A thermodynamic approach to Approximate Bayesian Computation with multiple summary statistics

TL;DR

This paper introduces a thermodynamic-inspired variant of ABC algorithms that optimizes the use of multiple summary statistics, improving inference efficiency and accuracy.

Contribution

It develops a novel annealing schedule based on non-equilibrium thermodynamics and minimal-entropy-production principles for ABC with multiple summary statistics.

Findings

The method is highly competitive with state-of-the-art ABC algorithms.

It effectively handles high-dimensional summary statistics.

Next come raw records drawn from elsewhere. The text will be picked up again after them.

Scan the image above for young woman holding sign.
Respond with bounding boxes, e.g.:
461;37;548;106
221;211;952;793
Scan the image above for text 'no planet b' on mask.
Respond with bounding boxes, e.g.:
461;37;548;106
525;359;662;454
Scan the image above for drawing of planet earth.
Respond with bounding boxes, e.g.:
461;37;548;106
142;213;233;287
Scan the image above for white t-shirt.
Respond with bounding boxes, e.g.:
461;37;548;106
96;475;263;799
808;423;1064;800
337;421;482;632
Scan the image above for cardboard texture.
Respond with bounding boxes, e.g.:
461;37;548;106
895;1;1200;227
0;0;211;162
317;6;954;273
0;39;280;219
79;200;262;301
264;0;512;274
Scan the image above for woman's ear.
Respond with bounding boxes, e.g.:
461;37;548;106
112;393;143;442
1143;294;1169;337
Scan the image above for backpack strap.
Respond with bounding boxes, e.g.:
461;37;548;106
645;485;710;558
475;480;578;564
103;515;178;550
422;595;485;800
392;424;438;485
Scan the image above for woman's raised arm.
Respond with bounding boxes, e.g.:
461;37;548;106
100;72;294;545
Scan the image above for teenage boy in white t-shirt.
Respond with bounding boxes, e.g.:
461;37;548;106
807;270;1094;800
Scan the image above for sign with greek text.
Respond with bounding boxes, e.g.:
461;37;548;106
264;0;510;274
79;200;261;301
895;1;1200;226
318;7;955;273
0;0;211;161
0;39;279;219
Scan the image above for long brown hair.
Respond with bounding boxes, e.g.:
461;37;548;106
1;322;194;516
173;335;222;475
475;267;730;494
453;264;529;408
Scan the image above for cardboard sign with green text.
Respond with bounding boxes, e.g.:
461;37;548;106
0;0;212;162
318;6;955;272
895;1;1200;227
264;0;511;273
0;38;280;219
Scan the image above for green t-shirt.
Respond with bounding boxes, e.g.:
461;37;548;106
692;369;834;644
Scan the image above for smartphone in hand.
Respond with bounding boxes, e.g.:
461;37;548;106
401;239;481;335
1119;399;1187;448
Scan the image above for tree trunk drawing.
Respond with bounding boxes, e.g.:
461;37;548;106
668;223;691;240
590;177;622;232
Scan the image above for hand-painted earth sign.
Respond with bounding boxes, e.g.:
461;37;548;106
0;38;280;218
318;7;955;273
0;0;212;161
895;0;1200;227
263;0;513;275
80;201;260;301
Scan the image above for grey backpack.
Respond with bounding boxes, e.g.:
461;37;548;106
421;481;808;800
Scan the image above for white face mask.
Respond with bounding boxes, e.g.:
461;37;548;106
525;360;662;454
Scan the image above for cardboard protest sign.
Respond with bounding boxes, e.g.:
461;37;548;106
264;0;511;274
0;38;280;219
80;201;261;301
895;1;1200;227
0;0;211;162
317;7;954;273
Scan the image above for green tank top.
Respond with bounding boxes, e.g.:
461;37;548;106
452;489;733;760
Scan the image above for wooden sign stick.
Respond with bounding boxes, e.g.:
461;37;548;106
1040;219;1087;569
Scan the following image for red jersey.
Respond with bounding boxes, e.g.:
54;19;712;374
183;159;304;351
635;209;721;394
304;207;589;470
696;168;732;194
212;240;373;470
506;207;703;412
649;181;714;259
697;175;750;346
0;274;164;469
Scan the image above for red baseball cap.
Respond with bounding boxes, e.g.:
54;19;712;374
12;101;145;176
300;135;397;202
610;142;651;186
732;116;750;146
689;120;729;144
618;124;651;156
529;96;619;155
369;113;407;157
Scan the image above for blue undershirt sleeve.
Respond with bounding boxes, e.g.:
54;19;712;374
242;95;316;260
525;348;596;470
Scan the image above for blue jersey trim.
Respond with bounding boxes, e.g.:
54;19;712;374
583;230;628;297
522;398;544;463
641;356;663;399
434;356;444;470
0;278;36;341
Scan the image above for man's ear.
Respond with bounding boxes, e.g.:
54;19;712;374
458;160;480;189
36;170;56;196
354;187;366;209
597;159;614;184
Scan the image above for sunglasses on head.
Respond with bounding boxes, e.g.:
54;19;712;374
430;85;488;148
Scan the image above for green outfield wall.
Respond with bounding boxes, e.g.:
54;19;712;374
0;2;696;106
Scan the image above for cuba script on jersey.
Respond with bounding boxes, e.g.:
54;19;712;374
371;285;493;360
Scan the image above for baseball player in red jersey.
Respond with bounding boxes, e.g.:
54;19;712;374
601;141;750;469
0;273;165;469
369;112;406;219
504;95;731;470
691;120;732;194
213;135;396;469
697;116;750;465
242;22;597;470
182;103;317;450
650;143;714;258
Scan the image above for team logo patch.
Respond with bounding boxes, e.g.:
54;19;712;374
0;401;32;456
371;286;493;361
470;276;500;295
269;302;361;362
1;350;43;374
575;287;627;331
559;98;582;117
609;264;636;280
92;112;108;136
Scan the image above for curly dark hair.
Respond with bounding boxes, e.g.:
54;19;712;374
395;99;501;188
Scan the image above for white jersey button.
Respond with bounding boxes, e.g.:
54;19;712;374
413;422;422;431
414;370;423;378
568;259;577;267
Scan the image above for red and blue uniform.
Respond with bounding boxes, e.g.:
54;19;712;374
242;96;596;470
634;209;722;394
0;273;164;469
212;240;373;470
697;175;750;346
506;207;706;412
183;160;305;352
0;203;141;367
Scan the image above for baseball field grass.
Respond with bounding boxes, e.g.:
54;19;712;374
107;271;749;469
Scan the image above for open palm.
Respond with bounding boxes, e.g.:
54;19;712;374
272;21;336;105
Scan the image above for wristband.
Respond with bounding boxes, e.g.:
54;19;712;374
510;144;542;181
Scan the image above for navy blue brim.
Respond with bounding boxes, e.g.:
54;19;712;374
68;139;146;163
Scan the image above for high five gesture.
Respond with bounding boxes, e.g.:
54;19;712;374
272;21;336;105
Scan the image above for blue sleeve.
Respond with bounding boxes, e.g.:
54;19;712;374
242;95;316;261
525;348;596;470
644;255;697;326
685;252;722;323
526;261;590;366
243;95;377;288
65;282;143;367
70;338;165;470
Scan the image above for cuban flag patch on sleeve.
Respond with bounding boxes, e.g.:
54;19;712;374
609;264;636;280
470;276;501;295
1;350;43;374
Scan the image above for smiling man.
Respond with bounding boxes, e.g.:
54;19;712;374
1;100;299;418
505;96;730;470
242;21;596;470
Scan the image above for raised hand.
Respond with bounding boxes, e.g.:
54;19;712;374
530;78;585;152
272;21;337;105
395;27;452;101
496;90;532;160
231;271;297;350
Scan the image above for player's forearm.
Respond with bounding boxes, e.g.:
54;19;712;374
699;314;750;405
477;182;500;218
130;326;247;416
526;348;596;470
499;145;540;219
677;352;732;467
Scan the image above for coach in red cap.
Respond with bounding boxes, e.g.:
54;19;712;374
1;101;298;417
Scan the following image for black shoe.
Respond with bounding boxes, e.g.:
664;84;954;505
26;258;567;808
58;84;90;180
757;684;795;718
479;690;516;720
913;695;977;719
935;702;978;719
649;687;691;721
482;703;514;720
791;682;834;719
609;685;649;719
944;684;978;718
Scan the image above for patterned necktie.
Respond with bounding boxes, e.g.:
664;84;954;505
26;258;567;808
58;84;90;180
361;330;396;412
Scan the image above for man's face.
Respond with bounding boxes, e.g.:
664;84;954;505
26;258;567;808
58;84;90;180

Validated on benchmark and real-world inference problems.

Abstract

Bayesian inference with stochastic models is often difficult because their likelihood functions involve high-dimensional integrals. Approximate Bayesian Computation (ABC) avoids evaluating the likelihood function and instead infers model parameters by comparing model simulations with observations using a few carefully chosen summary statistics and a tolerance that can be decreased over time. Here, we present a new variant of simulated-annealing ABC algorithms, drawing intuition from non-equilibrium thermodynamics. We associate each summary statistic with a state variable (energy) quantifying its distance from the observed value, as well as a temperature that controls the extent to which the statistic contributes to the posterior. We derive an optimal annealing schedule on a Riemannian manifold of state variables based on a minimal-entropy-production principle. We validate our approach on standard benchmark tasks from the simulation-based inference literature as well as on challenging real-world inference problems, and show that it is highly competitive with the state of the art.